ECONOMYNEXT – Improved climate forecasts are helping Sri Lanka’s economy across a wide range of sectors, from farming to health and electricity generation, the head of the Department of Meteorology said.
“The science behind the Asian summer monsoon is quite complex and as such prediction of monsoons is still considered a difficult task,” Director General of Meteorology Lalith Chandrapala said.
But the last few decades have seen remarkable advances in climate change forecasts, giving forecasters more lead time mainly in forecasting rainfall strength and patterns, he told the 8th South Asian Climate Outlook Forum in Colombo.
The forum aims to provide a consensus seasonal climate outlook for the Asian summer monsoon and help scientists in the region to make better use of climate information.
The southwest monsoon, which accounts for 70-80 percent of annual rainfall in most countries of South Asia, is a key driver of socio-economic development and well-being.
“The situation is not different in Sri Lanka,” said S. S. Miyanawala, secretary to the Ministry of Disaster Management.
“In the south-west part of Sri Lanka, 60-70 percent of annual rainfall is received in the five months of the south-west monsoon season, demonstrating the importance of south-west monsoon rains for all South Asian countries.”
South Asia is the world’s most densely-populated region and is regularly hit by devastating flooding and damaging droughts that disrupt agriculture and industry.

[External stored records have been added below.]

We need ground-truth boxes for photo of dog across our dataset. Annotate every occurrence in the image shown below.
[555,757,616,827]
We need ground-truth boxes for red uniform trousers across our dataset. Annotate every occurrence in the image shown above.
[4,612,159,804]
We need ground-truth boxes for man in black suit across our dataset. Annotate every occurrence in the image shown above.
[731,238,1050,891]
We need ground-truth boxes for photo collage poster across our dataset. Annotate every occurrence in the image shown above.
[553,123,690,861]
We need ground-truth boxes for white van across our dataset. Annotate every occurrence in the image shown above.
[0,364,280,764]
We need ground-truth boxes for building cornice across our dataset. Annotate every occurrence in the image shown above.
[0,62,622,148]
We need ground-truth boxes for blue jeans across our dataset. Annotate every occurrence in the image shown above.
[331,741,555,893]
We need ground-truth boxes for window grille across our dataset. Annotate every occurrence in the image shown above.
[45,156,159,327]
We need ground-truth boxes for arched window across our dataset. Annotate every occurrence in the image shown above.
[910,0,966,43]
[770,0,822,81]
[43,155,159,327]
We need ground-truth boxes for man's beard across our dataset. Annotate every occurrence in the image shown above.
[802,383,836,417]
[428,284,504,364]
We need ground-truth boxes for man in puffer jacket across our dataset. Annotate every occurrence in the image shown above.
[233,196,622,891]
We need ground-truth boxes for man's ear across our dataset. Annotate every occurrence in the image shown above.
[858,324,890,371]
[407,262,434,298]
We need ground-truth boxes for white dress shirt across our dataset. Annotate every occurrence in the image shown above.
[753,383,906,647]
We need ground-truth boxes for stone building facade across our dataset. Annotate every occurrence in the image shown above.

“Last year, we predicted below normal rain in the south-west monsoon enabling the agriculture department to advise farmers to plant short duration rice varieties and managed to get a good harvest,” Chandrapala told EconomyNext.com
Climate forecasting was different from weather forecasting, which is confined to 6-7 days, and is usually done for the season ahead with the forecast expected to be given by the forum valid till September this year.
Forecasts enable the Met department to advise users like the Ceylon Electricity Board to expect more or less rain and plan accordingly, Chandrapala said.
Forecasts are useful in others sectors too such as the health sector where vector-borne diseases like mosquito-borne infections such as dengue are linked to rainfall distribution, he said.